Slashdot Mirror


How To Build a $188M Submarine Cable System

Bevan Slattery writes "PIPE Networks has launched a blog and an online progress report on the construction of its $188M (AU$200M), 6,900-km submarine cable system connecting Sydney (Australia) to Piti (Guam). People can follow the many tasks required to construct a submarine cable and track the project's progress. The daily blog provides unique insight into PPC-1's construction, including for example the different types of cable installed in 'benign' and 'aggressive' seabed conditions."

5 of 87 comments (clear)

  1. Re:Wow by CRCulver · · Score: 2, Informative

    Fascinating stuff. I'm still amazed that we have underwater cables at all. I had be shown a map of existing cables before I believed it.
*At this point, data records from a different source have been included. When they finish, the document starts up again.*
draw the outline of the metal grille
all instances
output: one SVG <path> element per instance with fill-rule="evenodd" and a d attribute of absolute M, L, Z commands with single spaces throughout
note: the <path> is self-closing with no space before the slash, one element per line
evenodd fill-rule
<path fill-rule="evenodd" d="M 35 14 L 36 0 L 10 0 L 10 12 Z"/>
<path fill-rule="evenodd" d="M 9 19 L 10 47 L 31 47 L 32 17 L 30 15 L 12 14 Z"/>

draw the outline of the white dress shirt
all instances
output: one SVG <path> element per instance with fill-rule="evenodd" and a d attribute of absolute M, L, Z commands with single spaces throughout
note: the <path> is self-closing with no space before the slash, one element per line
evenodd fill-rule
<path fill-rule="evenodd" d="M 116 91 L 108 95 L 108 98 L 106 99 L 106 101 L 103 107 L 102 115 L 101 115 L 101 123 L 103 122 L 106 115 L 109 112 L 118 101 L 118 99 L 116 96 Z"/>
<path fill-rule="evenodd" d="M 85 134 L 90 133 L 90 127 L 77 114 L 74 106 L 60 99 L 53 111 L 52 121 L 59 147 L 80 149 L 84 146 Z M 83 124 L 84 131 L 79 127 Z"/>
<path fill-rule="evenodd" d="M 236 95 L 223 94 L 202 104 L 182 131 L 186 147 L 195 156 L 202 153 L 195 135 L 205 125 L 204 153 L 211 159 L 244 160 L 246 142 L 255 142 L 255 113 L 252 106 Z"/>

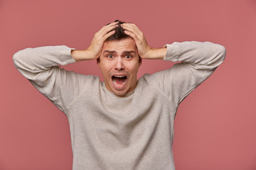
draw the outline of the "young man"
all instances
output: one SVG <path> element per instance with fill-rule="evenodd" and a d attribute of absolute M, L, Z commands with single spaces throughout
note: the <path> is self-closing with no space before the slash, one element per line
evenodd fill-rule
<path fill-rule="evenodd" d="M 73 169 L 175 169 L 174 121 L 179 103 L 223 61 L 224 47 L 209 42 L 174 42 L 151 48 L 132 23 L 104 26 L 90 46 L 27 48 L 14 61 L 19 72 L 66 114 Z M 142 59 L 181 62 L 137 73 Z M 60 69 L 97 60 L 105 81 Z"/>

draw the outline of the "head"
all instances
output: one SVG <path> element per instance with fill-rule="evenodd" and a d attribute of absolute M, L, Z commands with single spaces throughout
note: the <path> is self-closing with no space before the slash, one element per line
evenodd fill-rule
<path fill-rule="evenodd" d="M 137 86 L 137 74 L 142 60 L 134 40 L 126 35 L 119 21 L 114 35 L 105 42 L 97 62 L 108 90 L 124 96 Z"/>

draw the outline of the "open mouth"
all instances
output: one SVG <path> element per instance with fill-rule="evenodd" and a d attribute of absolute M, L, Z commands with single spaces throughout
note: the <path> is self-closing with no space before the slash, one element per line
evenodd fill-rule
<path fill-rule="evenodd" d="M 127 79 L 127 76 L 112 76 L 112 81 L 116 86 L 122 86 L 124 85 Z"/>

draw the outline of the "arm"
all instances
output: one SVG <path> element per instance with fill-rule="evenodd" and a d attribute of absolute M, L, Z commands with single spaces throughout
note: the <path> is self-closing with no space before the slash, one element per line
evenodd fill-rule
<path fill-rule="evenodd" d="M 167 45 L 164 60 L 181 62 L 152 74 L 152 83 L 169 99 L 180 103 L 209 77 L 223 62 L 225 48 L 210 42 L 183 42 Z M 158 79 L 162 82 L 156 81 Z"/>
<path fill-rule="evenodd" d="M 143 33 L 134 25 L 124 23 L 125 33 L 135 41 L 139 55 L 144 59 L 181 62 L 171 69 L 147 77 L 170 101 L 178 104 L 205 81 L 224 60 L 223 46 L 210 42 L 183 42 L 152 48 Z"/>
<path fill-rule="evenodd" d="M 15 53 L 13 57 L 21 74 L 64 113 L 82 88 L 76 84 L 78 79 L 82 79 L 82 75 L 58 66 L 75 62 L 70 50 L 64 45 L 26 48 Z M 72 89 L 74 90 L 70 91 Z"/>
<path fill-rule="evenodd" d="M 14 64 L 36 89 L 65 113 L 69 104 L 95 77 L 65 71 L 59 64 L 97 58 L 103 38 L 113 33 L 109 31 L 114 26 L 115 23 L 111 23 L 102 28 L 87 50 L 75 50 L 64 45 L 27 48 L 14 55 Z"/>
    Undersea cables were a big deal among nerds about a decade ago when Blind Man's Bluff came out. The military was doing amazing whizbang things with tapping underseas cables, but they obviously couldn't let anyone know about it at the time and it took decades for the stories to come out. The subsequent preparation of the U.S.S. Jimmy Carter to tap fiber-optic cables got quite a bit of coverage in the news.
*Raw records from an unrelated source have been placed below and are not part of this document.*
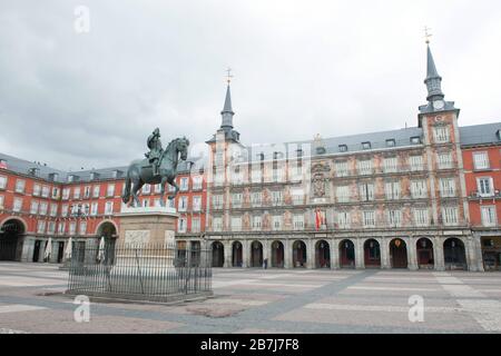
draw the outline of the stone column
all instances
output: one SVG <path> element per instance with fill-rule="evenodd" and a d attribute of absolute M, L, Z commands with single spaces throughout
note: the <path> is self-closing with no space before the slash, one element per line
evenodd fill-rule
<path fill-rule="evenodd" d="M 433 261 L 435 270 L 445 270 L 443 240 L 439 237 L 433 239 Z"/>
<path fill-rule="evenodd" d="M 292 241 L 287 238 L 284 244 L 284 268 L 293 267 Z"/>
<path fill-rule="evenodd" d="M 386 237 L 383 237 L 380 241 L 380 250 L 381 250 L 381 268 L 390 269 L 392 268 L 392 264 L 390 261 L 390 240 Z"/>
<path fill-rule="evenodd" d="M 340 269 L 340 248 L 338 241 L 333 238 L 328 241 L 331 248 L 331 269 Z"/>
<path fill-rule="evenodd" d="M 418 250 L 415 246 L 415 240 L 410 237 L 406 241 L 407 244 L 407 265 L 410 270 L 418 270 Z"/>
<path fill-rule="evenodd" d="M 364 269 L 365 268 L 365 258 L 364 258 L 364 241 L 362 238 L 355 239 L 355 268 Z"/>

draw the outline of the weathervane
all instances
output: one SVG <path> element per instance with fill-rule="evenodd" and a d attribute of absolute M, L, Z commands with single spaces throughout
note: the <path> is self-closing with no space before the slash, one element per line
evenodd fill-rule
<path fill-rule="evenodd" d="M 232 68 L 228 67 L 228 69 L 226 69 L 226 72 L 227 72 L 226 81 L 228 82 L 228 86 L 229 86 L 229 82 L 232 81 L 232 78 L 233 78 L 233 76 L 232 76 Z"/>
<path fill-rule="evenodd" d="M 426 44 L 430 44 L 430 38 L 433 36 L 430 30 L 431 28 L 428 26 L 424 27 L 424 38 L 426 39 Z"/>

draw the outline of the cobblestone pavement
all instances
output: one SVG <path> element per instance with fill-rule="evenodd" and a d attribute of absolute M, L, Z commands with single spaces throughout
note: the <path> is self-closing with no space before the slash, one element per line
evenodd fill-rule
<path fill-rule="evenodd" d="M 214 298 L 177 305 L 92 303 L 61 293 L 58 266 L 0 263 L 1 333 L 500 333 L 501 274 L 214 269 Z M 424 322 L 409 319 L 423 297 Z"/>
  2. Re:Why Guam? by mattMad · · Score: 5, Informative

    Why would Australia, already with very limited high cost bandwidth to the rest of the world, bother building out cable to the small remote isolated island of Guam? If you look at this map http://www1.alcatel-lucent.com/submarine/refs/Asian_Map_LR.pdf that a previous poster linked to you will see that Guam is already quite well connected (both to Asian countries and to the US) - so connecting Australia to Guam gives much more benefits than just being connected to Guam.
  3. PIPE did the 60-Day Data Center by miller60 · · Score: 2, Informative

    Many Slashdot readers may remember Pipe Networks from their effort to build a data center in 60 days, which also used a blog and webcam to provide a window into the process.

  4. Re:Wow by Anonymous Coward · · Score: 1, Informative

    And check this one out, too. Ahh, the good old times we had in British America.

  5. Re:Wow by Anonymous Coward · · Score: 1, Informative

    They've only been using undersea cables for communications since the 1850s. The first trans-Alantic cable was layed in 1857-58, but it was only in operation for a month (the tech wasn't up to snuff yet). It was in 1865-66 that the first successful trans-Atlantic cable was laid. Good grief!